By Joel Snyder
Network World, 09/15/03
Original Article on Network World Web Site
Say false positive, and you immediately dive into a tough world - statistics of diagnostic tests. The terms false positive and false negative (and their cousins, true positive and true negative) are fairly easy to define. But turning the number of false positives and false negatives into easy-to-digest statistics is different, because the anti-spam community has not come to any agreement on which numbers to use across products.
A spam filter is a diagnostic test. For some set of thresholds, it will say "this is spam" or "this is not spam." In our testing, we didn't expose those thresholds. Instead, we asked the vendors to pick thresholds such that the false-positive rate would be kept to less than 1%. Interestingly enough, none of the vendors asked what we meant when we asked for false-positive rate. Based on your tolerance for false negatives (spam in your mailbox) or false positives (mail mismarked as spam, lost or delayed), you might want to set these thresholds differently.
Four main statistics are used to describe diagnostic tests. Positive predictive value (PPV) and negative predictive value (NPV) go together. They measure how likely the test is to be correct. PPV measures the probability that a message actually is spam, given that the test says that it is. PPV is computed by dividing the number of true positives by the sum of true positives and false positives. However, PPV doesn't say how much spam will be filtered out: The number of missed spam doesn't figure into that statistic at all.

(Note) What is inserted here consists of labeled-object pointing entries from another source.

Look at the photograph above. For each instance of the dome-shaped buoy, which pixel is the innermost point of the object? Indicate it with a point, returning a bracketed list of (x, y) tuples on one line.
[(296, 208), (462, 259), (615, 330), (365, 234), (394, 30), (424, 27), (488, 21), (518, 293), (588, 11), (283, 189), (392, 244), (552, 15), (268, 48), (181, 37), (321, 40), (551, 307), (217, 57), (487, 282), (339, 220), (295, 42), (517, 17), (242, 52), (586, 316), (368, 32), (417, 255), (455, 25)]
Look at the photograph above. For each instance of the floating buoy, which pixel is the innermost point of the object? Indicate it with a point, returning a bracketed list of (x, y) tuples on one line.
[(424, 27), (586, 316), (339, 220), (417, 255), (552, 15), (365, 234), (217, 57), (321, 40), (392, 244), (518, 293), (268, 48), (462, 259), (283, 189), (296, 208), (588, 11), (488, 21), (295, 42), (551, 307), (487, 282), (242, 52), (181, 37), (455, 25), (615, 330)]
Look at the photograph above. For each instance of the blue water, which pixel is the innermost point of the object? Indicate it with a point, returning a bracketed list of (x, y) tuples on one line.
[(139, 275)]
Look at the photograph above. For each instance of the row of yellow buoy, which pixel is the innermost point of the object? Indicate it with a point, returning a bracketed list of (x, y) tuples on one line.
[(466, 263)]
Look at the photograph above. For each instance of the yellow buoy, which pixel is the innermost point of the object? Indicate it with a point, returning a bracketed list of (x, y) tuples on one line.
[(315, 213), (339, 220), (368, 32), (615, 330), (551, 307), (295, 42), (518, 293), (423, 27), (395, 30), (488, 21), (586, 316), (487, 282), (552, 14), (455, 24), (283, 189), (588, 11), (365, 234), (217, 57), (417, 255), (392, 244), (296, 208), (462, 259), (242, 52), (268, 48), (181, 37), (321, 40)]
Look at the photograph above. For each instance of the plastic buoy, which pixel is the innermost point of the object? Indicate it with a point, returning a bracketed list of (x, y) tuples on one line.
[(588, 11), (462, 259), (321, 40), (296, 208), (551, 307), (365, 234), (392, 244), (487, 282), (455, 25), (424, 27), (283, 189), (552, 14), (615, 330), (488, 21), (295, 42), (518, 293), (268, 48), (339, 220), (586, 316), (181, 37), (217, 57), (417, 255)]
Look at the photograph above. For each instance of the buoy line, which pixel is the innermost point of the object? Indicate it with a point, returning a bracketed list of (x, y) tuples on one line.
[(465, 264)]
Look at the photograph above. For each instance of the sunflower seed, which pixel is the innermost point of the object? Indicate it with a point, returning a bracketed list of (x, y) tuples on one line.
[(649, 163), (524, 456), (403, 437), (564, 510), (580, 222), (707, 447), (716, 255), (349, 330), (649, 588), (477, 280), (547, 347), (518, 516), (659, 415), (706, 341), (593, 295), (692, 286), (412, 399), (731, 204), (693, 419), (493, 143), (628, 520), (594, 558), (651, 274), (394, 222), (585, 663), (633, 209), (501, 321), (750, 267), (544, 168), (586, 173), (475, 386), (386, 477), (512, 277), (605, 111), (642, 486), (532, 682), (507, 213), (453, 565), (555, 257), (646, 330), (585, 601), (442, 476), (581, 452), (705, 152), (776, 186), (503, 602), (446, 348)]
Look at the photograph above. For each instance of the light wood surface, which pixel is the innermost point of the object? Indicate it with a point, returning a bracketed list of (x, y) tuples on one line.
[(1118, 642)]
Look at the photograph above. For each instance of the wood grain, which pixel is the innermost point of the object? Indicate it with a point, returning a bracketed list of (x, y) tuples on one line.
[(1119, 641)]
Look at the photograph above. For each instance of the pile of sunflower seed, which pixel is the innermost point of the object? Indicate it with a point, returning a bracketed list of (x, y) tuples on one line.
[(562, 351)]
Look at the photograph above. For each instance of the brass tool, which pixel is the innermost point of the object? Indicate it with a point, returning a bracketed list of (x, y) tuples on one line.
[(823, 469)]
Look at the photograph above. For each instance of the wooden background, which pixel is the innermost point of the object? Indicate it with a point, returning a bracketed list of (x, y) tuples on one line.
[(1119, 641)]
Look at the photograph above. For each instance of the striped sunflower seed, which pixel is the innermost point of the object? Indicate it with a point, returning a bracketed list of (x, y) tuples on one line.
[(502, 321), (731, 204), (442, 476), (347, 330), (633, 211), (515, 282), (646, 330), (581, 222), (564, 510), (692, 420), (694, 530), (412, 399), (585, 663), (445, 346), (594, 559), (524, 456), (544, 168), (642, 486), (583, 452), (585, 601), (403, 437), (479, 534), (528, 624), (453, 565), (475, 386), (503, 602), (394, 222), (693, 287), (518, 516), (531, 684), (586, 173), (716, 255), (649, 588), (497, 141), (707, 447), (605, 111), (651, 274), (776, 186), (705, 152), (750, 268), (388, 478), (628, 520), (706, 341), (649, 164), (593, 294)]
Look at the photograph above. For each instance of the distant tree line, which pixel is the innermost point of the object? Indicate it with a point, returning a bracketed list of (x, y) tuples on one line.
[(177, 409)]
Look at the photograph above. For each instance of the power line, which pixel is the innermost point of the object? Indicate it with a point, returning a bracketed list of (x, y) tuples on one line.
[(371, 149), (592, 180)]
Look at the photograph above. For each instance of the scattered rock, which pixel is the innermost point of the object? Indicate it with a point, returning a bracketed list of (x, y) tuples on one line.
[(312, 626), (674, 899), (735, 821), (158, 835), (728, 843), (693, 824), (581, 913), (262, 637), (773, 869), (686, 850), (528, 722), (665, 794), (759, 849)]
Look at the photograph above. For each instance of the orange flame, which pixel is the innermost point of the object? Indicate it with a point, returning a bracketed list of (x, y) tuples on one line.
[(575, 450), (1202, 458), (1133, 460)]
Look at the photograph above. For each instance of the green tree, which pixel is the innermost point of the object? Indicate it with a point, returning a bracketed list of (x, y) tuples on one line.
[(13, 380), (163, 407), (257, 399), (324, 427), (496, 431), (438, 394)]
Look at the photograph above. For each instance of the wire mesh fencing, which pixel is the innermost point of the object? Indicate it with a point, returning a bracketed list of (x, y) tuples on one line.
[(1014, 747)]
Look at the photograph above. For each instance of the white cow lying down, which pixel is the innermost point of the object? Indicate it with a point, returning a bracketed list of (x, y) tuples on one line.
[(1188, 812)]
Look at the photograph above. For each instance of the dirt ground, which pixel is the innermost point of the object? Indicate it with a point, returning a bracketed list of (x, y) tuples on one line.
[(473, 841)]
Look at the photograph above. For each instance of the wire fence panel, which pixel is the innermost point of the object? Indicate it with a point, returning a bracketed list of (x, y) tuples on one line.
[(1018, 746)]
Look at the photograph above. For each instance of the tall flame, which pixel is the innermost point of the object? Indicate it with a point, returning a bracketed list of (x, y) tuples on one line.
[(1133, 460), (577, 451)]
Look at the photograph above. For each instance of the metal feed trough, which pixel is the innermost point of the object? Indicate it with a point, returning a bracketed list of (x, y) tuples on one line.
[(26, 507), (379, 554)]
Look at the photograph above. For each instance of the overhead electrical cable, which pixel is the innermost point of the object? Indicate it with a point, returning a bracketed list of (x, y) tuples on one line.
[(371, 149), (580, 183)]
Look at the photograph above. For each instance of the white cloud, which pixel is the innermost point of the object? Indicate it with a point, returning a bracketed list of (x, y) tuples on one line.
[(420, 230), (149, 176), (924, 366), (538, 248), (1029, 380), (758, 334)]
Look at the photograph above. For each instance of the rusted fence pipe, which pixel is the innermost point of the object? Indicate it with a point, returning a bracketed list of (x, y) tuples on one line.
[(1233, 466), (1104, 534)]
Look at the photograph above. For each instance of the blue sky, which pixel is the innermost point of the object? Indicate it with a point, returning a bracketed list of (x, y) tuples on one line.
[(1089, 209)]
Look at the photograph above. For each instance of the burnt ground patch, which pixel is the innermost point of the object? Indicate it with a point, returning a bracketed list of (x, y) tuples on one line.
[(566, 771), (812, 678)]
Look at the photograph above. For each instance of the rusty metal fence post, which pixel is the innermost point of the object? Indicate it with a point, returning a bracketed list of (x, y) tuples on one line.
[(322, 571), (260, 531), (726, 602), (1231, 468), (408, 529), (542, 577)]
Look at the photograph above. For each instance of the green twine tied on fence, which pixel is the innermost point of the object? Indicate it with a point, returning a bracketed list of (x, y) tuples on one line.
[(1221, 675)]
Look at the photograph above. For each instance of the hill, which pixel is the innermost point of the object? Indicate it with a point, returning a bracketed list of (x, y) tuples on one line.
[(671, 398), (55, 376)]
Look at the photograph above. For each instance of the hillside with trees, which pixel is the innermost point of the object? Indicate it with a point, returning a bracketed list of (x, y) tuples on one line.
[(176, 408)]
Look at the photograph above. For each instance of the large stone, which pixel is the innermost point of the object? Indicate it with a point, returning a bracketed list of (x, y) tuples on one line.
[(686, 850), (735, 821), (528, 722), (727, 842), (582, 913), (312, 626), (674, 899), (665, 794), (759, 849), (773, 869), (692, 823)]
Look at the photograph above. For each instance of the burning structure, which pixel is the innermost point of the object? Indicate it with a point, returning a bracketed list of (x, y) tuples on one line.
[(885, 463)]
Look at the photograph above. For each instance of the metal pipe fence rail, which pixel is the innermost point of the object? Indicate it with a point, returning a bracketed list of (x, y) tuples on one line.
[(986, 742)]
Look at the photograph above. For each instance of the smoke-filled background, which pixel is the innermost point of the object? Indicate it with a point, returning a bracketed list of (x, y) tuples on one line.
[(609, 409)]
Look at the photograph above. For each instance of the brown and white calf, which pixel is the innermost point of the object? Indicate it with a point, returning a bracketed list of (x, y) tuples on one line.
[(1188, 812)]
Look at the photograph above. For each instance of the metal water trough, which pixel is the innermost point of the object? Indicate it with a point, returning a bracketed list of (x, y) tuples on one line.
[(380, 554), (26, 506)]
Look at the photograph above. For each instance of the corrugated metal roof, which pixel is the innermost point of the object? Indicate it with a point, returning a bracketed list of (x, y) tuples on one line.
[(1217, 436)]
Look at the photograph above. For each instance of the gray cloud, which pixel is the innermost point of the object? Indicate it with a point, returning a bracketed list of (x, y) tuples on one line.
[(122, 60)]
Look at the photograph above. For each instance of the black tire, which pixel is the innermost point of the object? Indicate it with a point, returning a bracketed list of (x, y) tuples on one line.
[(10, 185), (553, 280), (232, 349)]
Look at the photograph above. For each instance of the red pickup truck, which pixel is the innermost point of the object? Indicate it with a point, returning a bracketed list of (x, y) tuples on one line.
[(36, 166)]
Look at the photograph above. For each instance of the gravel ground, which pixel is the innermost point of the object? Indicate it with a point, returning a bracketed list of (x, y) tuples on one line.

Sensitivity and specificity are the other two statistics, sometimes called the true positive rate and true negative rate. They measure how likely a test is to catch whatever is being tested. Sensitivity, for example, measures the probability that a message will test as spam, given that it actually is spam. Sensitivity is computed by dividing the number of true positives by the sum of true positives and false negatives. Most research on diagnostic tests uses PPV and NPV or sensitivity and specificity to describe how well a test works because these are well-defined statistics.
The term false-positive rate is, unfortunately, not commonly defined or agreed on. For some people, the false-positive rate is the proportion of those cases that test positive but that are actually not spam. That is, it's the complement of the PPV. For others, false-positive rate is the proportion of the total sample (i.e., all mail messages) that is not spam, but test positive as spam. That is, it's the complement of the relative specificity. Rather than pick an ambiguous definition, we focused on things that made sense in the world of spam and didn't overlap each other in definition.
In thinking about anti-spam software, network managers will be concerned with two main questions. The first is "How much spam will this filter out?" The sensitivity statistic best answers that question. It tells us what percentage of the time the filter will identify spam. A perfect score would be 100%. In our sample, there were 7,840 spam messages. MailFrontier's Anti-Spam Gateway (ASG) caught 7,005 of those and missed the rest. Forgetting the false positives (because that's a different question), ASG therefore gives us a 89.4% reduction in the spam: About 9 out of 10 spam messages are blocked.
The second question is "How accurate is this filter?" The PPV statistic best answers accuracy. That tells us what percentage of the time the test filters out mail correctly. Again, a perfect score would be 100%, meaning that when the filter says that something is spam, it's right 100% of the time. Because people like to talk about false-positive rate and want a perfect score to be 0%, we've taken the PPV and subtracted it from 1 to calculate a false-positive rate. In our test, MailFrontier ASG said that 7,053 messages were spam. It was right in all but 48 cases, giving a PPV of 99.3%, or a false positive rate of 0.7%.
Some researchers define false-positive rate by subtracting the specificity from 1 or by dividing false positives by the sum of false positives and true negatives (these end up being the same value). For most products, these numbers are close, within a few percentage points, but there are some dramatic exceptions. GFI MailEssentials has a false-positive rate of 56.3%, meaning that of the messages it said were spam, less than half actually were. But the specificity tells another story: Compared to the actual number of non-spam messages, MailEssentials was wrong only 10.4% of the time.
Of course, you can use whatever statistics you wish to compare products, as long as you understand what the statistic is telling you and compute it identically across all products. For most network managers, our statistics will give a strong feel for how good these products are at filtering spam.